# Limit points

1. Dec 6, 2007

### ehrenfest

1. The problem statement, all variables and given/known data
I have seen two definitions of limit points. Are they the same:

1)x is a limit point of a set A in X iff each nbhd of x contains a point of A other than x

2) x is a limit point of A if it lies in the closure of A - {x}

2. Relevant equations

3. The attempt at a solution

2. Dec 6, 2007

### varygoode

No, not quite.
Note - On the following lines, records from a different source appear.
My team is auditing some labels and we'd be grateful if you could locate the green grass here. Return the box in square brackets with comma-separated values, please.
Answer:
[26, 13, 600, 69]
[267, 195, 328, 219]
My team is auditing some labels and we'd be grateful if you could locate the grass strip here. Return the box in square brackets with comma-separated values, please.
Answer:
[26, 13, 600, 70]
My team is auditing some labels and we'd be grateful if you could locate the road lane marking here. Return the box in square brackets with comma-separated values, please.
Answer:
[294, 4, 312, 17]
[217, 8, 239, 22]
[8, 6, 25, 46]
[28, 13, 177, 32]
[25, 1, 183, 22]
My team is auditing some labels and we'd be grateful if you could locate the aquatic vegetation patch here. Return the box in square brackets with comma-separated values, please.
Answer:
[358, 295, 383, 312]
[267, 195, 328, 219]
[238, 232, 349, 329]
The second is not a definition of a limit point.

A point x in a metric space is said to be a limit point if every neighborhood of x contains at least one element in the metric space not equal to x.

Consider A', the set of all limit points of A. The closure of A is A U A'.

3. Dec 6, 2007

### ehrenfest

Actually, I just realized that those two definitions are the same for the following reason:

x is in the closure of A-{x}
iff
x is in every closed set containing A-{x}
iff
there does not exist a nbhd U_x of s.t. $$U_x \cap (A-{x}) = \emptyset$$

4. Dec 6, 2007

Am I right?

5. Dec 6, 2007

### varygoode

If you're right, you'll be able to prove it.
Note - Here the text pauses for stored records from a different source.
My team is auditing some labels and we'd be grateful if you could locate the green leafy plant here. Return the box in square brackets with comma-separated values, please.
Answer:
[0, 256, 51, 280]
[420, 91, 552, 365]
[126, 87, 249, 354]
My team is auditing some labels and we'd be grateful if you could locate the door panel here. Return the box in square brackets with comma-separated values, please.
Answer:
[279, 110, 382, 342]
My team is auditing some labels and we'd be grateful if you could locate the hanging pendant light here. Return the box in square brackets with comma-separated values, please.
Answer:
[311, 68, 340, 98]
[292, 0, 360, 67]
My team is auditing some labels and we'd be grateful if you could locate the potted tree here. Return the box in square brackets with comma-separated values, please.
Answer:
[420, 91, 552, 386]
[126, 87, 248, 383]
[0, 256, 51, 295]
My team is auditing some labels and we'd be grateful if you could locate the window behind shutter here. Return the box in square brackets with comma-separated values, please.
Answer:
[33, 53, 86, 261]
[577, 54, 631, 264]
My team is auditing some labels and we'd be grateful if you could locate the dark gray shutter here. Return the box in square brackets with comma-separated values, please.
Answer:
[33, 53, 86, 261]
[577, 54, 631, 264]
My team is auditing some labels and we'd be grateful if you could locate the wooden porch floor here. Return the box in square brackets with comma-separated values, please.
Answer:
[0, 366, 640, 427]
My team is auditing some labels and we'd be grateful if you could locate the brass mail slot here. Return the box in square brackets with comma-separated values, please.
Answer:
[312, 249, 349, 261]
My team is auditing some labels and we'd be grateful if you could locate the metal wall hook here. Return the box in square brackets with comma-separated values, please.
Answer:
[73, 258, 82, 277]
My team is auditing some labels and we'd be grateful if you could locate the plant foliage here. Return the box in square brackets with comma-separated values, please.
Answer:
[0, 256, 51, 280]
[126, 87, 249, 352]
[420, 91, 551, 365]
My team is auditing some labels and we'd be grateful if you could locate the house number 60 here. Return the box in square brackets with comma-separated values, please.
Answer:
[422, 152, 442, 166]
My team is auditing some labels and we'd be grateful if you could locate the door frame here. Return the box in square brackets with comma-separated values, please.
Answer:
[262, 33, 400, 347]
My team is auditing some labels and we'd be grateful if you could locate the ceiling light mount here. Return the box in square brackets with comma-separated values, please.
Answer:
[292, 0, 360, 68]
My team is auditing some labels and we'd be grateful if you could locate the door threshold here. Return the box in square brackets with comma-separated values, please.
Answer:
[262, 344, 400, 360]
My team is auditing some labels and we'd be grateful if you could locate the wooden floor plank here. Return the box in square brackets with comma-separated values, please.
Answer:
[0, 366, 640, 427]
You're just making everything exponentially more complicated than it actually is. True mathematicians aim for simplicity.

6. Dec 6, 2007

### ehrenfest

What are you talking about? I am asking if my proof in the third post makes sense.

7. Dec 6, 2007

### ehrenfest

Someone, please, am I right?

8. Dec 6, 2007

### morphism

It looks OK, but you're somewhat over-complicating it. Try to use the fact that y is in the closure of B iff every nbhd of y intersects B.

9. Dec 6, 2007

### ehrenfest

Then the equivalence of those two definitions is immediate, isn't it? I really do not understand why two people have said I am overcomplicating this...

10. Dec 7, 2007

### varygoode

I was saying if it makes sense, it has a proof. So if you can't come up with a solid proof, there's a higher chance it doesn't make sense.
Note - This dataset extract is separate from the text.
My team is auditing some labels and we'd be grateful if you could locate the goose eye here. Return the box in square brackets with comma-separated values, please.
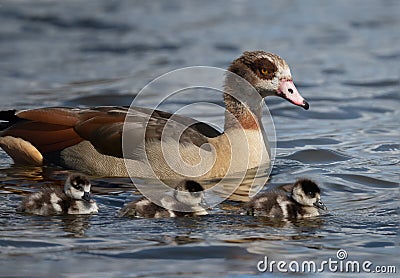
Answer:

But see, in your second "definition" you talk about the closure of a set A. But the closure is defined as the set A unioned with the set of all of A's limit points. And then you still need a definition for a limit point. So it comes down to the fact that you want to use the term in the definition, which just further complicates things. That's what I mean.

11. Dec 7, 2007

### ehrenfest

The closure of A is defined as the intersection of all closed sets containing A. It is equivalently A union A'. Both of these definitions are commonly found in the literature and indeed, they are the seem. I think that you are complicating things and that you should make sure you know more about the topic before you say that something is or is not a definition.